Mi novia no es una ludópata al uso. Lo lleva por castigo. Tiene ese don infernal de recordar números. Al principio lo atribuí a la escasa atención que prestaba al teléfono móvil, pues ya se sabe cuánto daño ha hecho la agenda a esa retentiva que teníamos para marcar el número de familiares y amigos. Ada, por cierto, recuerda números de teléfono de mercerías, ferreterías y un sinfín de comercios que cerraron hace años. Hasta ahí puede parecer normal. Eso creía si no fuera por cómo me explicó el recuerdo del teléfono de Ultramarinos Ramón, una vieja tienda de la calle Ibiza, cuyo dueño había fallecido hacía treinta años: «Es que ese número (142857) es muy curioso: sus cifras se desplazan al multiplicarlo por un número menor que seis». Le sonreí sin más. Enseguida añadió: «¡Sí! Multiplícalo por dos. Te da 285714; por tres, 428571… ¿Lo ves?». Yo no veía nada, pero la creí a pies juntillas y asentí con la cara callá, severo como Septimio en su lecho de muerte (dividan uno entre siete).

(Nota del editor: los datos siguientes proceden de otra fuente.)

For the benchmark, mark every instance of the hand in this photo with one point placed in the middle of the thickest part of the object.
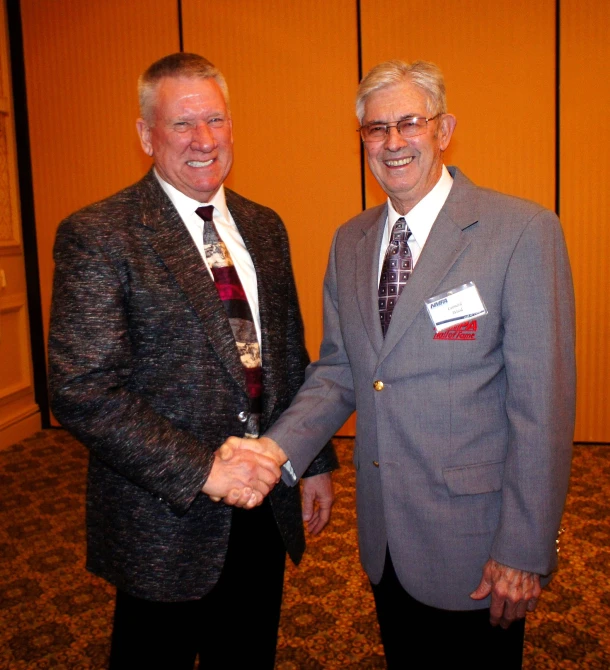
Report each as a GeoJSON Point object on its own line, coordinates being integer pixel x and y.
{"type": "Point", "coordinates": [242, 478]}
{"type": "Point", "coordinates": [513, 592]}
{"type": "Point", "coordinates": [263, 445]}
{"type": "Point", "coordinates": [318, 500]}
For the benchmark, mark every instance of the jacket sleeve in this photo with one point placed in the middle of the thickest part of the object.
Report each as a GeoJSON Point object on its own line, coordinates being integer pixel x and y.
{"type": "Point", "coordinates": [326, 399]}
{"type": "Point", "coordinates": [91, 359]}
{"type": "Point", "coordinates": [538, 349]}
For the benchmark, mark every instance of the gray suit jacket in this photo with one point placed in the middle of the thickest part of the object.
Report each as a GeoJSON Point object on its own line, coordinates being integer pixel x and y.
{"type": "Point", "coordinates": [145, 372]}
{"type": "Point", "coordinates": [465, 453]}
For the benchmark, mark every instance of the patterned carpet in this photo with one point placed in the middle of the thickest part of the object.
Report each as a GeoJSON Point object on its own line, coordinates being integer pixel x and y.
{"type": "Point", "coordinates": [53, 614]}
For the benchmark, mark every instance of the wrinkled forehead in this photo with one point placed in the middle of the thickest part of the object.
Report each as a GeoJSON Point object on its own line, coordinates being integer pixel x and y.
{"type": "Point", "coordinates": [185, 91]}
{"type": "Point", "coordinates": [396, 101]}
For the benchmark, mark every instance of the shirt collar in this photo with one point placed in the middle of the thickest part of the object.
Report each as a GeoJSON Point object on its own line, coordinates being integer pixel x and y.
{"type": "Point", "coordinates": [186, 206]}
{"type": "Point", "coordinates": [421, 218]}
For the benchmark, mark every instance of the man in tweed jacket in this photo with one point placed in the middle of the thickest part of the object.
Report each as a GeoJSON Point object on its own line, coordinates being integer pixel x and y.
{"type": "Point", "coordinates": [145, 372]}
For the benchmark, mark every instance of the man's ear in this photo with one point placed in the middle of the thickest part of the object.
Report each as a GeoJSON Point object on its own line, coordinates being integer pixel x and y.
{"type": "Point", "coordinates": [144, 134]}
{"type": "Point", "coordinates": [446, 128]}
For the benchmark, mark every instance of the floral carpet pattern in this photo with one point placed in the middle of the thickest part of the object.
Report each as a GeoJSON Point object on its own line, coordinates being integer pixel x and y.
{"type": "Point", "coordinates": [53, 614]}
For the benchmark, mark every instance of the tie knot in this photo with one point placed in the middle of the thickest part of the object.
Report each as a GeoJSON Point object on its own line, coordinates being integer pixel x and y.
{"type": "Point", "coordinates": [400, 230]}
{"type": "Point", "coordinates": [206, 212]}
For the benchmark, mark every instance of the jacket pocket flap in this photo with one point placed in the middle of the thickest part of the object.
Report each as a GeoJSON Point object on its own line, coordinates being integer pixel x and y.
{"type": "Point", "coordinates": [471, 479]}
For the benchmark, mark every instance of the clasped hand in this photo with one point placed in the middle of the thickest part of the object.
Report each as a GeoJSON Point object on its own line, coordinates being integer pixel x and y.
{"type": "Point", "coordinates": [244, 471]}
{"type": "Point", "coordinates": [513, 592]}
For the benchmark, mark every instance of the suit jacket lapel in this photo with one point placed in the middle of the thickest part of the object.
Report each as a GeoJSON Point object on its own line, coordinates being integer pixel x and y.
{"type": "Point", "coordinates": [444, 246]}
{"type": "Point", "coordinates": [367, 267]}
{"type": "Point", "coordinates": [174, 245]}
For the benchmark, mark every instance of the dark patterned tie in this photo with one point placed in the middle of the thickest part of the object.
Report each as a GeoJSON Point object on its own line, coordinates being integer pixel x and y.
{"type": "Point", "coordinates": [238, 311]}
{"type": "Point", "coordinates": [395, 271]}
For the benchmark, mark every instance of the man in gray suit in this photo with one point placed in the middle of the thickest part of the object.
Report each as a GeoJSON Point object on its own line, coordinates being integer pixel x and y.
{"type": "Point", "coordinates": [449, 327]}
{"type": "Point", "coordinates": [175, 323]}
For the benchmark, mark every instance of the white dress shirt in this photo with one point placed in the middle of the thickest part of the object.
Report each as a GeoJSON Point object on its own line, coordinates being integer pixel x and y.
{"type": "Point", "coordinates": [420, 219]}
{"type": "Point", "coordinates": [228, 233]}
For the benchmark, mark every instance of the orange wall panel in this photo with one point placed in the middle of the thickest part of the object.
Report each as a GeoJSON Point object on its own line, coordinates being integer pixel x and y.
{"type": "Point", "coordinates": [585, 201]}
{"type": "Point", "coordinates": [498, 61]}
{"type": "Point", "coordinates": [82, 62]}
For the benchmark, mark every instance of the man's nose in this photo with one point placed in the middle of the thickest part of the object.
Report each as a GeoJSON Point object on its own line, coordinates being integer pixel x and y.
{"type": "Point", "coordinates": [202, 137]}
{"type": "Point", "coordinates": [394, 140]}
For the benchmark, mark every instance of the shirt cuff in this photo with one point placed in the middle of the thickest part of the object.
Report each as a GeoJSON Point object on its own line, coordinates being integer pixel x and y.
{"type": "Point", "coordinates": [289, 476]}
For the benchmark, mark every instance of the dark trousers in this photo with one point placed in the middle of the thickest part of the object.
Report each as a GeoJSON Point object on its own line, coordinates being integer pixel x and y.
{"type": "Point", "coordinates": [233, 626]}
{"type": "Point", "coordinates": [461, 639]}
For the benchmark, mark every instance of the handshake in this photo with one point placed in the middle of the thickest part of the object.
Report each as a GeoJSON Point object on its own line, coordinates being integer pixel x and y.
{"type": "Point", "coordinates": [244, 471]}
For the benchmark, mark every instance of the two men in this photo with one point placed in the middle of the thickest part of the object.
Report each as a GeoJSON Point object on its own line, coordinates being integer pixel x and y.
{"type": "Point", "coordinates": [464, 433]}
{"type": "Point", "coordinates": [175, 323]}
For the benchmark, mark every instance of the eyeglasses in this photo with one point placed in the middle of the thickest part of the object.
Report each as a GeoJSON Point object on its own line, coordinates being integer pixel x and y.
{"type": "Point", "coordinates": [411, 126]}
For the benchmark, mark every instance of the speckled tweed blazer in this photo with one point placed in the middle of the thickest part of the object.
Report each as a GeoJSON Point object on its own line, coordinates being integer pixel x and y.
{"type": "Point", "coordinates": [145, 372]}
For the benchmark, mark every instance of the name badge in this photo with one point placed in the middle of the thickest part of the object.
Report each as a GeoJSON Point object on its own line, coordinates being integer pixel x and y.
{"type": "Point", "coordinates": [455, 306]}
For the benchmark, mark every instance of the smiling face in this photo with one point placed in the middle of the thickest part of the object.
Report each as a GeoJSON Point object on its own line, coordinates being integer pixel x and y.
{"type": "Point", "coordinates": [191, 137]}
{"type": "Point", "coordinates": [406, 169]}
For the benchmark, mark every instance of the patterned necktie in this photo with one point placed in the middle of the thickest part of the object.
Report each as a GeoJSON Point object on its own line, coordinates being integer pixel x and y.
{"type": "Point", "coordinates": [395, 271]}
{"type": "Point", "coordinates": [238, 311]}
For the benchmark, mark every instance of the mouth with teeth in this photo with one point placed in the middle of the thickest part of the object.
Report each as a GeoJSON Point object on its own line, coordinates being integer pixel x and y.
{"type": "Point", "coordinates": [399, 162]}
{"type": "Point", "coordinates": [200, 163]}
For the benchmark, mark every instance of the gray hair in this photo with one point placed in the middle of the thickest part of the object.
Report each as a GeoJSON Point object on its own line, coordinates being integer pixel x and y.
{"type": "Point", "coordinates": [426, 76]}
{"type": "Point", "coordinates": [175, 65]}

Lo que peor llevo no es mi incultura, sino el trauma contagioso de la pobre Ada. Sospecho que en ocasiones se frustra cuando comprueba que rara vez comprendo sus explicaciones. Pero no es eso. Se trata de un problema menos elevado. No se imaginan lo que es taparle los ojos cuando entramos en una cafetería. Especialmente desde septiembre (aunque la venta de los números de Navidad comienza en julio). «¡Mierda! Un maldito número de Fermat», me dijo la primera vez. Me volví y allí estaba, en un cartel que tapaba algunos licores: 65537. «Un doble ciego elevado a la cuarta potencia sumando unidad», como si aquello significara algo para mí. «¡Ay, Jose! No puedo con los sorteos. El de la ONCE puedo controlarlo, pero este… ¡Ay! Son tantos recuerdos…».
Fue en la cafetería Harmonía donde vendían el 4095, «número triangular de Mersenne por faltarle uno para jugar al ajedrez al cuadrado». Dejamos al camarero con la palabra en la boca y nos fuimos a la cafetería de la plaza Cuadrada: «¡No me lo puedo creer!: ¡otro triangular, y seguido; ya tenemos el cuadrado perfecto. ¡Vámonos de aquí!». Atrás dejamos el 4186 (sumándolo al anterior, dábamos con la raíz del problema, 91, el número de la calle de la Amargura, para más señas). Por cierto, el 99991 fue el último primo que esperaba encontrarse en la colección. Y no, no fue el último, sino el mayor. Hace apenas tres semanas: «¡Horror! ¡Qué mañana llevo! Es inevitable el 7, y aun el 37; si me apuras, el 137; pero luego, el 9137, y ahora vengo de recoger el vestido de la tintorería, venden el 29137». Me dirigía a abrazarla cuando, tras mirar sollozando el reloj, exclamó: «¡Las seis! ¡El 629137 también es primo!». Apenas pude decirle: «Pero es mayor que 99999, no tenemos que comprarlo; no está en venta».
Hoy, 22 de diciembre, se ha celebrado el sorteo. Hemos recuperado veinte euros de los más de cuatro mil que llevábamos jugados. Ada me ha dado las gracias por frenarla, ya que el año pasado perdió más del doble. Afortunadamente, el del Niño no le hace tanta gracia. Así que, si todo va bien y seguimos juntos, dispongo de unos meses para recuperar nuestra economía y ahorrar para el año que viene. Ella seguirá con sus patrones y, quién sabe, por fin dará con la idea de comercializar los diseños. Cuando nos conocimos no surgió la pregunta «¿estudias o trabajas?», y por eso tampoco la consiguiente respuesta, «diseño». Le echa un montón de horas. Y, desde luego, por ilusión que no quede. Pero… No sé. Dudo. Estoy por proponerle que lo dejemos y que se busque otro primo. Dicen que hay infinitos.